The rendered insulation on the lower floors use highly combustible expanded polystyrene, which has a ‘Class F’ rating, the lowest alphabetical fire grade, indicating that it is highly combustible. 

Higher floors use non-combustible stonewool insulation, but also include combustible timber battens. 

However, the top three floors use a metal rainscreen cladding system, which includes Kingspan Thermapitch TP10 insulation, made from a plastic called polyisocyanurate (PIR).

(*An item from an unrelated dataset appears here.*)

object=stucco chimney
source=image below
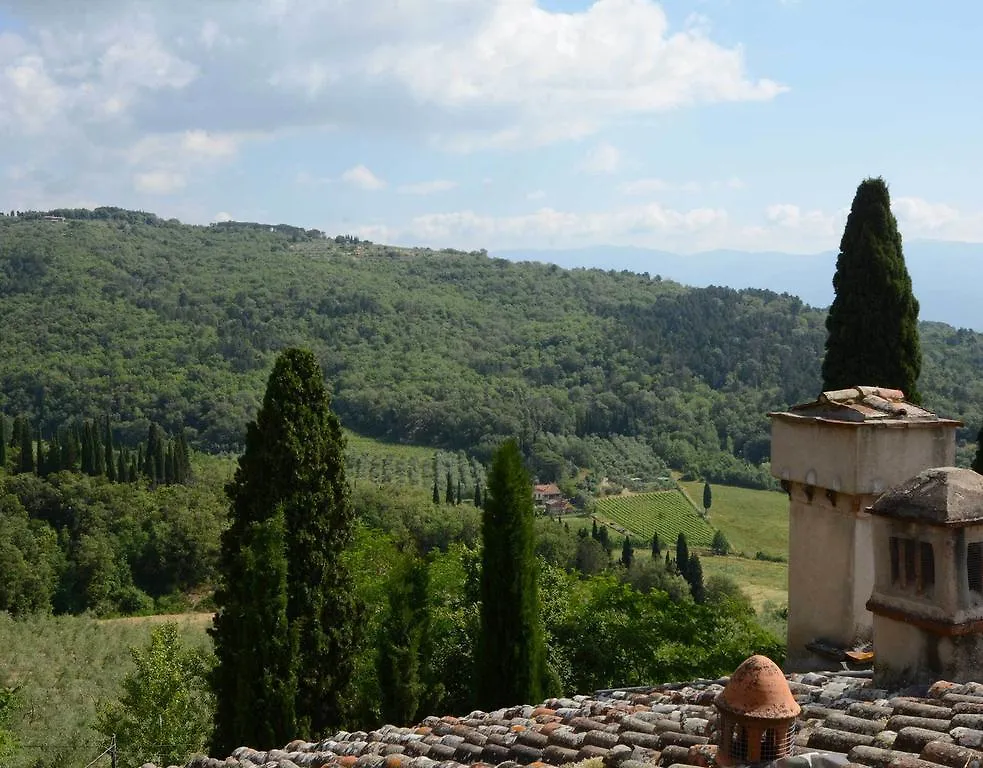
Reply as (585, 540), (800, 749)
(867, 467), (983, 689)
(769, 387), (961, 671)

This is a ‘Class E’ material, described in the report as “highly combustible”. 

The report says this system “has significant quantities of combustible insulation”. 

This wall type is not compliant with current building regulations guidance nor the guidance at the time of construction,” it adds. 

Further documents seen show that the property was signed off by an inspector at Ipswich Borough Council in January 2010. 

A signed certificate of completion confirms that “as far as the local authority has been able to ascertain the substantive requirements of the building regulations are satisfied”. 

The firm that built Cardinal Lofts was liquidated in May 2017, with the freehold sold to Grey GR, a wholly owned subsidiary of Railpen, the pension scheme for around 500,000 railway workers, with £37bn of invested assets. 

Grey GR has become a major player in the building safety crisis, with various blocks in its portfolio requiring remediation work.

As well as Cardinal Lofts, it owns the Taper Building in south London, where residents are seeking legal action and Vista Tower in Stevenage where the government is taking it to court. 

As well as its external wall defects, the building has communal fire doors that have failed tests, serious internal compartmentation issues and missing or defective cavity barriers.

The fire and rescue service had issued a prohibition notice covering the top three floors, where the most combustible cladding is located but Grey GR had asked residents in the rest of the building to leave as well.

Several had declined and remained in the building before a further prohibition was issued this week forcing them to leave. 

The Kingspan insulation used on Cardinal Lofts differs from its flagship ‘K15’ phenolic foam, a small amount of which was used on Grenfell Tower. Unlike K15, Thermapitch TP10 has never been part of a system that has passed a large-scale test, nor has it been marketed for use on high-rise buildings. 

A spokesperson for Ipswich Borough Council said: “Investigations into the structure of the building are ongoing and until the outcome is known it is not appropriate for the council to comment.